La discussion épistolaire avec notre précédent correspondant s’est close sur une entente tacite, les différences d’appréciation de ce camarade ne revêtant pas un caractère opiniâtre quant aux buts poursuivis. Si bien que nous comptons, avec satisfaction, un abonné et un souscripteur de plus.
Mais comme l’échange de vues est toujours intéressant, car il permet des précisions utiles, nous publions maintenant une nouvelle lettre avec la réponse que nous lui avons faite.
Cher camarade Gaston Leval,C’est toujours pour moi un plaisir de recevoir les Cahiers et je réponds à votre appel sans bien savoir où en est mon abonnement. Ne pourriez-vous pas le porter à la connaissance de chacun d’une manière pratique, en précisant à quelle date il se termine ? Cette formule éviterait bien des négligences.
Vous nous demandez si les Cahiers nous donnent satisfaction ; je réponds oui, nous y trouvons ce que nous cherchons et que nous ne trouvons nulle part ailleurs. Personnellement, j’apprécie vivement vos articles de fond, j’y puise beaucoup d’enseignements.
Mais il semble bien que le rôle de ce journal ne doit pas s’arrêter là ; il doit pénétrer dans les masses populaires pour y apporter la connaissance et la lumière dont la plupart des gens qui vivent autour de nous ont tant besoin ; ceci aussi bien pour eux-mêmes que pour nous, car, enfin, ce qui nous paraît le plus tragique dans le monde d’aujourd’hui, c’est cette absence de goût pour la recherche, l’analyse, la réflexion, l’approfondissement, la remise en question.
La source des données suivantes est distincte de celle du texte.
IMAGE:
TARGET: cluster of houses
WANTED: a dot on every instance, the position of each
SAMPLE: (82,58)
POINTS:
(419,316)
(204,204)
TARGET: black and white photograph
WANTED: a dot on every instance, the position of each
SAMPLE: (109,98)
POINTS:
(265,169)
Ce manque d’échanges, de contact, de dialogue, porte inévitablement préjudice au développement des qualités humaines de chacun, mais encore et surtout au progrès de la pensée humaniste ; le grand retard qu’elle a sur le progrès de la technique risque de s’aggraver un peu plus chaque jour.
Pour remplir cette double fonction : satisfaire les convaincus et gagner à notre cause ceux que nous devons persuader, les Cahiers ont besoin d’une forme très subtile et bien équilibrée qui lui fait défaut. Je suis parfois gêné pour en faire prendre connaissance à ceux qui sont le plus près de nous ; vos informations affirmatives paraissent souvent incroyables et risquent de rendre soupçonneux à notre égard ceux qui cherchent. En heurtant la sensibilité de ceux qui sont disposés à nous rejoindre, nous les éloignons de nous et manquons à notre but.
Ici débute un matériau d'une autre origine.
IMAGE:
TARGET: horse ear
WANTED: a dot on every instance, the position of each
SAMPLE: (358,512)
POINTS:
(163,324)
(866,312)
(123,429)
Cette critique s’adresse exclusivement à vos positions anticommunistes ; non pas que je les mette en doute, je ne les conteste pas, je trouve seulement la formulation excessive et de nature à dérouter ceux qui sont disponibles. Pour un bon nombre d’entre eux, le communisme n’est pas l’idéal, mais il est une réalité à laquelle ils se raccrochent en l’absence d’autre chose. Il représente un progrès, il est pour eux un des chemins qui y conduit. Il serait plus opportun de discuter sur la valeur de ce chemin. Il n’y a pas de régime parfait ; mais celui qui encourage la solidarité humaine, diffuse largement le goût de la culture, de la connaissance. a droit à notre crédit et il va quand même dans le sens de la libération.
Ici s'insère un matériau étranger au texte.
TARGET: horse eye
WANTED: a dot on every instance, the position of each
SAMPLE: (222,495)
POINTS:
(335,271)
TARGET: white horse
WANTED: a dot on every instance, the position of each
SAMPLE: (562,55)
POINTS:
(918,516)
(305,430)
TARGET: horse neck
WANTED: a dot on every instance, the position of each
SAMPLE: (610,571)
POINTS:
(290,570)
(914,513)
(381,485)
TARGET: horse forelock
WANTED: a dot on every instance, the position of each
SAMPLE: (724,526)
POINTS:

Salutations très cordiales.
Precias
— O —
Paris, le 20 août 1963
Cher camarade,
Merci de votre lettre élogieuse et encourageante. On a besoin du soutien moral de ceux qui vous lisent, et qui compense, en partie seulement, les difficultés auxquelles on se heurte pour répandre sa pensée et faire un travail en profondeur.
Nous appliquons la méthode de rappel des abonnements en retard que vous nous recommandez. Mais alors que certains, dont nous comprenons l’oubli, s’empressent alors de se mettre à jour, d’autres ne répondent pas davantage pour cela, et d’autres encore s’en fâchent, blessés dans leur susceptibilité… On ne sait que faire.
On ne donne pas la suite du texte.